After being trounced miserably in last lok Sabha poll, both the rivals, for nearly two decades, buried the hatchet and joined their hands together to take on the resurgent BJP in the upcoming by-election. The seat sharing arrangement was made between the parties with four seats each for the JD(U) and RJD while remaining two seats for the Congress.
Both Kumar and lalu missed the event and it was finally announced by the State unit heads of the parties. State RJD head Ram Chandra Purbey, JD(U) State chief Basistha Narayan Singh and BPCC president Ashok Chaudhury shared the platform to announce the seat-sharing for the upcoming bypolls on 10 seats next month.
At the Iftar party hosted by RJD president lalu Prasad recently at his residence in Patna, leaders from JD(U) and Congress parties too had participated and it was declared that an alliance has been sealed between the parties and it would formally be announced by the leaders of both the parties sometime around July 30.
“The alliance was the need of the hour and our party would announce the names of the candidates in a day or two”, said JD(U) State chief Basistha Narayan Singh. To a pointed question on why the JD(U) joined hands with RJD whom, they had fought for 15 years while calling it a “jungle raj”, the State JD(U) chief said “things which were relevant yesterday was not so today and those of today would not be the same tomorrow”.
While the State RJD chief Ramchandra Purbey said that “to defeat communal forces, the secular parties have come together and we also hope that this alliance will continue in future too”, said RJD State president Ram Chandra Purbey. He also took a dig at the acche din slogan of the BJP and said that “Instead of acche din price rise has come in the country”.
Both the party chiefs further said that “after recent lok Sabha poll in which the BJP came to power, while befooling voters, now the mood of the nation has started changing and we’re uniting to check split in anti-BJP votes in the bypoll”. All the State party chiefs also said that the names of their party candidates would be announce later.

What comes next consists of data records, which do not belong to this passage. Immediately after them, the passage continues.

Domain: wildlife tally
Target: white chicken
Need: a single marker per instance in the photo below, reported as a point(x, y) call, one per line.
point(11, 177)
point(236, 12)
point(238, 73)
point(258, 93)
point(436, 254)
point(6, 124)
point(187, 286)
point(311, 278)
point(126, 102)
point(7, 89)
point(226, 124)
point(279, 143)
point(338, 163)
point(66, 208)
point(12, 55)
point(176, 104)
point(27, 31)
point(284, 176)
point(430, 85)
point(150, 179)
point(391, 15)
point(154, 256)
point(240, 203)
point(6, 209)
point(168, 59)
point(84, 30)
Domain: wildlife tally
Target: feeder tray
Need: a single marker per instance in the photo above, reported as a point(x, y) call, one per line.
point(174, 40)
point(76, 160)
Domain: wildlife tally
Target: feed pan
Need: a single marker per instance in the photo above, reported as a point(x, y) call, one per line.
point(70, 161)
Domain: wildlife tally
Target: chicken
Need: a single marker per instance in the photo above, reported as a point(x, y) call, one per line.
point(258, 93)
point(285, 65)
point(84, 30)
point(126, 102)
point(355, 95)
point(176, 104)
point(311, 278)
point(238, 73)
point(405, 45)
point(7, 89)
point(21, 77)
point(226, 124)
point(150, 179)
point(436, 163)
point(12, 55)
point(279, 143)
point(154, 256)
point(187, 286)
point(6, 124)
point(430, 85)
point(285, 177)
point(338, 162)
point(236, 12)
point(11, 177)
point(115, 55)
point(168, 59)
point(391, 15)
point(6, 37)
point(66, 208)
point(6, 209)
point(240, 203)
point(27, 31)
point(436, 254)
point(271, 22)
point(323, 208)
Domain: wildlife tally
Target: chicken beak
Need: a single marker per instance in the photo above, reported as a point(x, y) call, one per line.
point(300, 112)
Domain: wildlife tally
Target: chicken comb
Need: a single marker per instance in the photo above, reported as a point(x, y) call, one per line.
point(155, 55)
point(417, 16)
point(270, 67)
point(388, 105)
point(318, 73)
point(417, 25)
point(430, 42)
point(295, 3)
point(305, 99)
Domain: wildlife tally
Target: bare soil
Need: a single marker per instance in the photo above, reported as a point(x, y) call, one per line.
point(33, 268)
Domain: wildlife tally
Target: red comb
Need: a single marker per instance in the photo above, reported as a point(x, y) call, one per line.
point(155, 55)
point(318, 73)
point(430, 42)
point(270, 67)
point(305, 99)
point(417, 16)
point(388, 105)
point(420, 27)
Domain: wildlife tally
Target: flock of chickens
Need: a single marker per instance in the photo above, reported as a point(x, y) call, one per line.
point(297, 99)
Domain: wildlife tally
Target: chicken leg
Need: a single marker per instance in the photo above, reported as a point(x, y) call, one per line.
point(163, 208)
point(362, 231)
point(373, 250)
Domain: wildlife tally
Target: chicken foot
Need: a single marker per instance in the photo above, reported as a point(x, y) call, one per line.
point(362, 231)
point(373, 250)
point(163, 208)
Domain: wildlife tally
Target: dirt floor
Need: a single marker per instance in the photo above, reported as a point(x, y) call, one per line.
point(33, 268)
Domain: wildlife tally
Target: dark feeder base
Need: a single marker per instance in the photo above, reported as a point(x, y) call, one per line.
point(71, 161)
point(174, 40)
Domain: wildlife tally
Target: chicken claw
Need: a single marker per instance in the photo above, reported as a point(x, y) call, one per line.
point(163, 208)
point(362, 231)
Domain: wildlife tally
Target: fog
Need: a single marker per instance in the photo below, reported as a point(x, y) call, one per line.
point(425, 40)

When asked has the Congress party now realised that it could not fight the BJP alone and so the need emerged to make alliance with regional satraps, the State Congress chief Ashok Chaudhury said that “the situation demands the tie-up between the like-minded parties to check the spread of the BJP”.
Political pundits of the State believe that the upcoming by-elections would be a litmus test for the new alliance between the old rivals. “In the last lok Sabha poll recently, both the leaders lalu and Kumar were targeting each other like bite foes but, just after a couple of months, they have joined hands together. It throws surprises even to their supporters and voters”, said a political observer.
Both the parties believe that the vote-share they had received in the last lok Sabha poll would jointly outnumber what the BJP had got and it would be their revival in the State’s political firmament. The RJD and JD(U) together had got about 45 per cent of the vote whereas, the BJP alone had registered around 30 per cent vote share in the last Parliamentary poll.
“Both lalu and Kumar think that if they would come together, their voters too would join hands to vote for them and this is their biggest political illusion”, said a political observer of the State. Meanwhile, party sources have said that both the leaders would share stage during by-poll campaign in August. It would be interesting to see both the rivals sharing a common platform while appealing for votes to their party candidates in the by-poll which is being viewed as semi-final before the crucial state assembly elections next year, many believed.